Human T cell receptor occurrence patterns encode immune history, genetic background, and receptor specificity

High-throughput sequencing of our adaptive immune repertoires holds great promise for understanding immune state. These sequences implicitly contain a wealth of information on past and present exposures to infectious and autoimmune diseases, to environmental stimuli, and even to tumor-derived antigens. In principle, we should be able to use these sequences of rearranged receptors to infer their eliciting antigens, either individually or collectively.

We’re starting to see neat progress in these areas for T cell receptors (TCRs). Some recent studies compare TCR repertoire between individuals who do or do not have some immune state, such as an immunization, an autoimmune disease or a viral infection and work to find sequence-level differences between the repertoires. The Walczak-Mora team recently upped the bar by not requiring a control cohort. There has also been interesting progress on predicting epitope specificity from TCR sequence using structurally-informed sequence analysis.
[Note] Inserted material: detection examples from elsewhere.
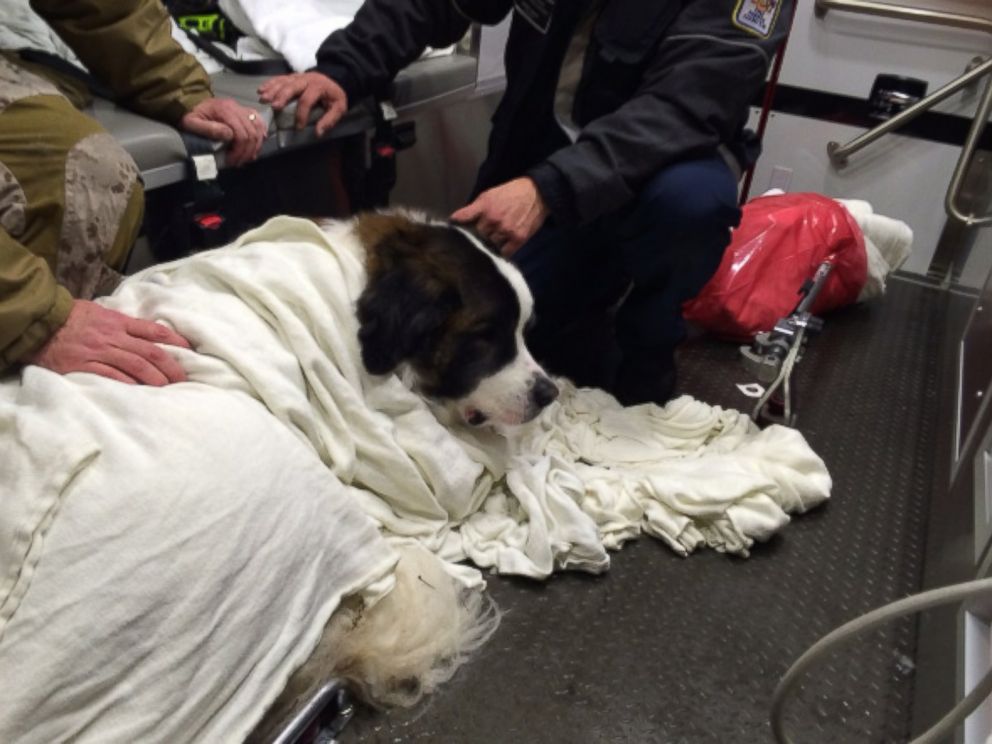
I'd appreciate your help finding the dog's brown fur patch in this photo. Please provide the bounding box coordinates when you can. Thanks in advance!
[355,213,515,396]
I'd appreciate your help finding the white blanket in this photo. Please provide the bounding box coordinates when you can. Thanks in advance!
[0,218,830,741]
[220,0,454,72]
[0,367,396,744]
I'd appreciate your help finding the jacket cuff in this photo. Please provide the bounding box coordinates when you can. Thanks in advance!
[0,285,72,373]
[526,162,579,224]
[312,62,365,109]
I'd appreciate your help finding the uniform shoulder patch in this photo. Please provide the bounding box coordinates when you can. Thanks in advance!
[734,0,782,39]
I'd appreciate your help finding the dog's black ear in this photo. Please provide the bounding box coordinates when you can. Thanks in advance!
[357,265,451,375]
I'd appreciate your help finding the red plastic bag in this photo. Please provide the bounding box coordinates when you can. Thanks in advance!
[683,194,868,341]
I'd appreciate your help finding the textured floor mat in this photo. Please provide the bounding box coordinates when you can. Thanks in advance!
[343,281,946,744]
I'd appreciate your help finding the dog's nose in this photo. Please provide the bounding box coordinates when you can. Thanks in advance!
[530,375,558,408]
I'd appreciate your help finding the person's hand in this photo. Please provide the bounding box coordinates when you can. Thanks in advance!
[26,300,191,387]
[179,98,268,165]
[451,177,548,258]
[258,72,348,137]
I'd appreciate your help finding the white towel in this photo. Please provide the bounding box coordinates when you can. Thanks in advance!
[101,218,830,577]
[0,218,831,742]
[0,367,396,744]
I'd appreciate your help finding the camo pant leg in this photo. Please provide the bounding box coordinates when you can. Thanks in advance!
[0,56,144,299]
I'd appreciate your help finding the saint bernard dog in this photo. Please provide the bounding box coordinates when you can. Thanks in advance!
[338,210,558,426]
[249,210,558,742]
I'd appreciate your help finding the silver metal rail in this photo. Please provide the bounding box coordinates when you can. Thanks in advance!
[814,0,992,227]
[813,0,992,34]
[827,59,992,168]
[944,74,992,227]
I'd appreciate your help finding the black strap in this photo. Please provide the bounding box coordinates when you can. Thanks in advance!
[184,28,293,75]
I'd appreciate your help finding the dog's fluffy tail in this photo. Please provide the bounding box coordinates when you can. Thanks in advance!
[321,545,500,707]
[249,544,501,742]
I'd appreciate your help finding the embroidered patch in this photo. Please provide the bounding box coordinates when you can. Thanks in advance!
[734,0,782,39]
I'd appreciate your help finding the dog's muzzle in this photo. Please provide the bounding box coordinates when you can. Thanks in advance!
[530,375,558,411]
Phil Bradley, just down the hall from us, wanted to take a different approach, asking given appropriate statistical analysis of a sufficiently large data set, can we infer pathogen-responsive TCRs from co-occurrence and HLA information alone? (If you don’t remember about HLA, it determines the sequence of MHC, the hot dog bun presenting peptides for recognition to T cells.) He showed that this indeed was the case, one example of which is shown in the figure above. Each point is a cluster of TCR sequences, where clustering is performed based on both co-occurrence and on TCR sequence similarity. Only TCR sequences that are significantly associated with an HLA type are allowed to participate in the clustering, and only clusters that were significant in terms of family-wise error rate are shown. These clusters are plotted with respect to the cluster size and a co-occurrence score.

The surprising result is that this procedure, which knows nothing about what stimulated the TCRs to expand, identifies previously-labeled TCR sequences corresponding to certain immune states. You probably recognize EBV, MS, and CMV, but we also see B19=parvovirus B19, INF=influenza, RA=rheumatoid arthritis, T1D=type 1 diabetes, and others. That’s pretty neat! This, along with other fun surprises, is published in eLife.

I made very minor contributions to this manuscript, but wanted to write about it because I think it’s an exciting advance. This proof of concept is definitely motivating us to think harder about what sorts of statistical frameworks would be useful for doing this sort of research more comprehensively. Thanks to Will and Phil, to the Hansen lab for the neat data, and to the study participants.